L'ANALISI
02 Giugno 2025 - 13:55
CREMONA - Cremona ha celebrato il 2 Giugno con una cerimonia partecipata in piazza del Comune e in piazza Stradivari. L’alzabandiera, il picchetto d’onore e l’inno nazionale hanno aperto la mattinata nel segno dell’unità e della memoria. Presenti le autorità civili e militari, accanto a molti cittadini che hanno voluto rendere omaggio alla Repubblica.
Sguardi emozionati, sorrisi e scatti fotografici hanno colorato la piazza, mentre le fasce tricolori indossate da sindaco, prefetto e rappresentanti istituzionali ricordavano il valore della rappresentanza democratica.

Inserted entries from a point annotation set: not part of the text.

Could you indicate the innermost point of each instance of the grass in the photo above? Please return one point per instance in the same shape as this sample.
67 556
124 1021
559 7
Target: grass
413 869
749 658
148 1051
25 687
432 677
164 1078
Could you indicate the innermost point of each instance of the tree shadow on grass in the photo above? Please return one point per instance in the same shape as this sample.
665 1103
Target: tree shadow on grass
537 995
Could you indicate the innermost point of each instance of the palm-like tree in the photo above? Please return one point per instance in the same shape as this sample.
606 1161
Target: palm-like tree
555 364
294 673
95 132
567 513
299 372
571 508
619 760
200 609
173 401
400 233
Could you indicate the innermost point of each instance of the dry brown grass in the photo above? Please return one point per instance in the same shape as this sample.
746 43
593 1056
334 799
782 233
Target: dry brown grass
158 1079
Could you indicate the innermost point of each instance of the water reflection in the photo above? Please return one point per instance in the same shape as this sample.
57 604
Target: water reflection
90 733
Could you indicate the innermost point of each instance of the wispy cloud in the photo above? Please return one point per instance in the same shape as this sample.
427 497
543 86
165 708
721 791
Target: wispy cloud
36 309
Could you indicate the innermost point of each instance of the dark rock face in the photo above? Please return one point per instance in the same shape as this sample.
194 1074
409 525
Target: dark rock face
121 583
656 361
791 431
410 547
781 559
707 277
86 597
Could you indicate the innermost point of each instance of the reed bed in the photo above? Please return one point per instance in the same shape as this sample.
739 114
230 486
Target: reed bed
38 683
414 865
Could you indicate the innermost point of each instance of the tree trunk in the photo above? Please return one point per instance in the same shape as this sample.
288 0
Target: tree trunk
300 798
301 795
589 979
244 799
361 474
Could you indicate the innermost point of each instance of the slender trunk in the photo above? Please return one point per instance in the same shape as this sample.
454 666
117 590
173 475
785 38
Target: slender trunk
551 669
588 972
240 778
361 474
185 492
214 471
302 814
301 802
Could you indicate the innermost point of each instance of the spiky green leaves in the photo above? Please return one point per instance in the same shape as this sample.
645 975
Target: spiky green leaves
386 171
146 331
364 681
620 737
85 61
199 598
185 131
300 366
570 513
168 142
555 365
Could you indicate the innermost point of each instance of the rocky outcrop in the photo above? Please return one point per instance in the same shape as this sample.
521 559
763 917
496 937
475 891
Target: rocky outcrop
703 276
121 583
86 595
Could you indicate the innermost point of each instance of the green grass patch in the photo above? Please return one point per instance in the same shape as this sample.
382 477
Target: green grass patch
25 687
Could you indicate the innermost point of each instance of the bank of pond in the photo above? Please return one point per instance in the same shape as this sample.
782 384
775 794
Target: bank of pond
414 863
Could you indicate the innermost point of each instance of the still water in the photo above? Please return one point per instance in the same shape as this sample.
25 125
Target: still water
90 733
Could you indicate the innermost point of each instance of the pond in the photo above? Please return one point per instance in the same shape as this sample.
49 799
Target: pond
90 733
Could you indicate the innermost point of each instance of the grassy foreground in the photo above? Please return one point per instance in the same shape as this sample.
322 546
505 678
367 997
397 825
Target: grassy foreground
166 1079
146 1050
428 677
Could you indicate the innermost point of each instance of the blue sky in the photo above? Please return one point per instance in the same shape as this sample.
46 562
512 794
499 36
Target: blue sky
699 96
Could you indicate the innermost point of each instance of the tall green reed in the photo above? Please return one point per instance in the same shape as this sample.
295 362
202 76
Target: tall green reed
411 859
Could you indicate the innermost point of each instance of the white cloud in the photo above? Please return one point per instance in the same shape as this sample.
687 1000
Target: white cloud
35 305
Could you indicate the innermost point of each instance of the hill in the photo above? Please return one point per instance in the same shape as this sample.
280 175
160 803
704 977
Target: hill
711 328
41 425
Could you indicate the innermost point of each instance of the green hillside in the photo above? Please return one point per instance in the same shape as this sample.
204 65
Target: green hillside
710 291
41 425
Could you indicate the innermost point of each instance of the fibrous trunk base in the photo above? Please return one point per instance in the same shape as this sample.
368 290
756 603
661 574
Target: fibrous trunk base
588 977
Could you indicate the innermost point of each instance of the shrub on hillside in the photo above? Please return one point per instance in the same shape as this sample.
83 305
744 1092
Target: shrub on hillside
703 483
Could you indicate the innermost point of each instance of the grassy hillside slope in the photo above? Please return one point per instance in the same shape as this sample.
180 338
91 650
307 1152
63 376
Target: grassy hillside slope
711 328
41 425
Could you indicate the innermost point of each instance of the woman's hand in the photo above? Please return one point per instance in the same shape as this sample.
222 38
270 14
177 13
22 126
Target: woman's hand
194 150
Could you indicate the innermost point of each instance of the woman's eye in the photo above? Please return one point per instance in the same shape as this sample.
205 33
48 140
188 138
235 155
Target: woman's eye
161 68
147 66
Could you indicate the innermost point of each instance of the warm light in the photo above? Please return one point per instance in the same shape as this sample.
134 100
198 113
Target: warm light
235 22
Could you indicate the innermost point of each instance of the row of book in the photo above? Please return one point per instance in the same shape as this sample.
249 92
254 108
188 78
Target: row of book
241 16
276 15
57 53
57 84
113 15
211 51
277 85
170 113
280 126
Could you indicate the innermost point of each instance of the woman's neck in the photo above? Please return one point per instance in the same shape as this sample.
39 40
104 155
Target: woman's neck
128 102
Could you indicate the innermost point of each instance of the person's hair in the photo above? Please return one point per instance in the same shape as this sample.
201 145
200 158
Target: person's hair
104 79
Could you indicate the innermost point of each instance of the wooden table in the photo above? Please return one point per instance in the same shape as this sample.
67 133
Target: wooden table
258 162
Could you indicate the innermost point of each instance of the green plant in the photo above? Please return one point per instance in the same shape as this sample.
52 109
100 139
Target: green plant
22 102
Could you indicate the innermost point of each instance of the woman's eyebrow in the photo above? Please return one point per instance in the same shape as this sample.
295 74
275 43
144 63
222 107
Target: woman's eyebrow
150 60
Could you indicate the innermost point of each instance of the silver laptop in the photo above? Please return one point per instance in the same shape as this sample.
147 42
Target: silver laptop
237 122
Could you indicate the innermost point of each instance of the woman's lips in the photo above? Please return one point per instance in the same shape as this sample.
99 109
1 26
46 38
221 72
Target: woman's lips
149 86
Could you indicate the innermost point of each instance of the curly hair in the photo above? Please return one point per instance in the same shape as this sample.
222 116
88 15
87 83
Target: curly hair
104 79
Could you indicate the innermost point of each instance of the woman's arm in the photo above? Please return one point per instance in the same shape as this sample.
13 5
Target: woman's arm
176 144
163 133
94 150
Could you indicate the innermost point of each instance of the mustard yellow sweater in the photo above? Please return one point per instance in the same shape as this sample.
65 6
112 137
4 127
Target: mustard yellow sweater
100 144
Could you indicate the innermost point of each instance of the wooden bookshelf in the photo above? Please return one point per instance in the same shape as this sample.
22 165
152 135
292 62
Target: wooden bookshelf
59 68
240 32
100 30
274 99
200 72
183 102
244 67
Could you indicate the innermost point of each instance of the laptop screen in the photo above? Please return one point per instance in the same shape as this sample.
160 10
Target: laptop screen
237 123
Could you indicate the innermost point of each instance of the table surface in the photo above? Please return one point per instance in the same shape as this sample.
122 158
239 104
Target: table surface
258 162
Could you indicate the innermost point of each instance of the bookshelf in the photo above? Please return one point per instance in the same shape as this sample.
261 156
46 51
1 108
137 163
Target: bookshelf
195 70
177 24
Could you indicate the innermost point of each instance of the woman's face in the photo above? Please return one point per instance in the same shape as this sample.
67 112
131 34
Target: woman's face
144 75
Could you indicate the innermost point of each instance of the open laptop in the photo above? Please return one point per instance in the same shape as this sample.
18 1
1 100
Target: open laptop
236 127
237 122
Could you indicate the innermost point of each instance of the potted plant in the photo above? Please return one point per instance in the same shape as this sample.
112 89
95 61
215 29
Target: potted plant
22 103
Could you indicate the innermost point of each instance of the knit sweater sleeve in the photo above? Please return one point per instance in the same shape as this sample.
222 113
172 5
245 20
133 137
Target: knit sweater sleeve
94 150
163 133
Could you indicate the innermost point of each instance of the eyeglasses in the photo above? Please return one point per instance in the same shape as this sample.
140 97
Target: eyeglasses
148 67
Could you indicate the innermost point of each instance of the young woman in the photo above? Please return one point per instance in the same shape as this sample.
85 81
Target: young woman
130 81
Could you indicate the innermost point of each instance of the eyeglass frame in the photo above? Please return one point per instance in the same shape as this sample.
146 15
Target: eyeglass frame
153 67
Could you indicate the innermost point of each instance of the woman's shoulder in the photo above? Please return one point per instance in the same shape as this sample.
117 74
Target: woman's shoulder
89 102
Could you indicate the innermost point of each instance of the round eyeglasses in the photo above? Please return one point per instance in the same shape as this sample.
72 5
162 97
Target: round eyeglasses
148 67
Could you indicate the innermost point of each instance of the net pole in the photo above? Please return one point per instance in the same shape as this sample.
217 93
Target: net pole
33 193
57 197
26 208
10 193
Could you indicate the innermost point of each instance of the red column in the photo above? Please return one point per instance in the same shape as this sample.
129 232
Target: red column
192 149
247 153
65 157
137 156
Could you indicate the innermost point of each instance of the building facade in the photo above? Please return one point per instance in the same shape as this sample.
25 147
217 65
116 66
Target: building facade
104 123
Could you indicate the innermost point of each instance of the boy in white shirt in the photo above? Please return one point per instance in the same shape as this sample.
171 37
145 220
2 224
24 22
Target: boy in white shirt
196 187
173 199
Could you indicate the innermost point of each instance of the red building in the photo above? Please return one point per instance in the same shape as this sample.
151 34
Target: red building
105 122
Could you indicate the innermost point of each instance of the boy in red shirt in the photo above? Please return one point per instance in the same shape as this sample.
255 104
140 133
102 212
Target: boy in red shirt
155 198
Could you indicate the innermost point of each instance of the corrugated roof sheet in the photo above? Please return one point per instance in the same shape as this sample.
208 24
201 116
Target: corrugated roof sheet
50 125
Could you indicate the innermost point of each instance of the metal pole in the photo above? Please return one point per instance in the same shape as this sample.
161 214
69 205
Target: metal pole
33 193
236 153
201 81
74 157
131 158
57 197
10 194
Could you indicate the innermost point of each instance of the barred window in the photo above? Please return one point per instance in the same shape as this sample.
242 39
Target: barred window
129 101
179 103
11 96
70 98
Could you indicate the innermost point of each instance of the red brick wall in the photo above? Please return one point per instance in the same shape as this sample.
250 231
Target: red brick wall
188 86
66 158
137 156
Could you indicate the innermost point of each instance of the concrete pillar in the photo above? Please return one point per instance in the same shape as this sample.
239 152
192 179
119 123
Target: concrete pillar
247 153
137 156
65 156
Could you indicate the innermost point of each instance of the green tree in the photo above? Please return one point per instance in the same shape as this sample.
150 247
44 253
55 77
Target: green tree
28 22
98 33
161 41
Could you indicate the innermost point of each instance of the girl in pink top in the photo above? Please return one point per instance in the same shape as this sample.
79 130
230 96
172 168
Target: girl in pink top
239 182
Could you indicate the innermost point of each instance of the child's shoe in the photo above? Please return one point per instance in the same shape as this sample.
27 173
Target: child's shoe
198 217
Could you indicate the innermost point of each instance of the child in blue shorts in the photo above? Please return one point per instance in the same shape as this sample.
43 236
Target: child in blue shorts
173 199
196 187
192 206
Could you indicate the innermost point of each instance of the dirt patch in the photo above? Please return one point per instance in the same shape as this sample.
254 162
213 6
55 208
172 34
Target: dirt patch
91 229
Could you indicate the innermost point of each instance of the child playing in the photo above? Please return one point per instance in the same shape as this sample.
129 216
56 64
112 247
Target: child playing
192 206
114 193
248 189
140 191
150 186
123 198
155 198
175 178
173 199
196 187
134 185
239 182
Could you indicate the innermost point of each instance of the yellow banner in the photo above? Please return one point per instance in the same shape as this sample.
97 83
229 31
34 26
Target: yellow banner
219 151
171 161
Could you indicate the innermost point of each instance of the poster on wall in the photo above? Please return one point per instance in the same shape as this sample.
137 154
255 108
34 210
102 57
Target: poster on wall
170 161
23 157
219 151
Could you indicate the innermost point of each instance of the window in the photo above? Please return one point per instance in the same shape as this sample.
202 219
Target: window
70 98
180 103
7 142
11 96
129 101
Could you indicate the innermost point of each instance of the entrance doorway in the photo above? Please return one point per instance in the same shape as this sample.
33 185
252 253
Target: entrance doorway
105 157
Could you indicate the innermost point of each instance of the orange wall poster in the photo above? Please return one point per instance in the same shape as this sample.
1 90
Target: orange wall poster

Le immagini raccontano una festa sobria e partecipata, con la Costituzione nel cuore e il desiderio condiviso di rinnovare l’impegno civile.
L'INTERVENTO DEL SINDACO ANDREA VIRGILIO
Cari concittadini, autorità civili, religiose e militari,
«A cosa serve una Costituzione? Quali sono le motivazioni che inducono gli esseri umani che si riconoscono in una comunitàvivere, anzi rivivere, ritornare protagonista, una comunità che riflette, lo fa insieme ed esprime il bisogno di un nuovo assetto di valori e di principi.
E in genere le Costituzioni sono un po’ questo: sono figlie di un ripudio di un passato che non si vuole più, e sono figlie di un disegno di futuro.
La nostra Repubblica e la nostra Costituzione prendono forma contro un regime autoritario che aveva cancellato il pluralismo politico, la libertà del dissenso, e che aveva dato rilievo più allo Stato che ai cittadini; e lo Stato era sempre lì, incombente, sopra tutto, sopra le persone, sopra le imprese, sopra i lavoratori, sopra la cultura, dentro alla vita delle persone, fino a intaccarne l’intimità. Il fascismo era questo: oppressione e occupazione.
E quando arrivano i nostri costituenti nel rovesciare questo principio ne affermano uno che è insieme semplice e straordinario: non è lo Stato che crea i diritti e neanche i doveri, non è lo Stato che concede i diritti, lo Stato riconosce i diritti, la nostra Costituzione non proibisce. I verbi più utilizzati dalla Carta Costituzionale sono “riconoscere”, “promuovere”: la Repubblica riconosce che veniamo prima noi, prima la persona e poi lo Stato.
Ma c’è un’altra parola altrettanto bella, la parola dignità. E questa parola la dobbiamo alle vittime dei totalitarismi, della Shoah, a quelle delle leggi razziali del ’38, emanate con un decreto il cui primo articolo diceva che gli studenti di razza ebraica sono esclusi dalle scuole: la prima esclusione riguardava i bambini. Da un giorno all’altro dei bambini persero non solo l’istruzione, ma anche i loro amici, i loro maestri e persero soprattutto la sensazione di appartenere a una comunità.
E invece “la scuola è per la Repubblica il modo in cui lo Stato si fa padre dei figli poveri”, disse Calamandrei. La Repubblica italiana è fondata sui bambini, sulla loro educazione, sul loro futuro, sulla loro pari dignità a prescindere dalla loro origine familiare. E questo apre porte, apre a nuovi riconoscimenti, apre a nuovi pronunciamenti della Corte Costituzionale.
Apre le porte a una nazione per via della cultura, una nazione non unita dalla lingua, dall’etnia, dalla bandiera, una nazione che mette il paesaggio, il patrimonio, la cultura, come fondamento di un'unità nazionale. È questa la nostra originalità unica nel mondo, il solo articolo dei nostri principi costituzionali che utilizza la parola nazione è l’articolo 9: l’Italia come collante identitario delle sue comunità ha il patrimonio storico artistico, ha lo sviluppo della cultura, la ricerca scientifica e tecnica, cose che non sono distinte tra loro ma sono la carne e la pelle della nazione e dei nostri territori, la forma fisica ma anche forma etica, forma morale, che sostiene anche città come Cremona quando abbracciamo la sfida di tenere insieme giovani, formazione, imprese, università, patrimonio, relazioni, cultura, ricerca come grande collante identitario».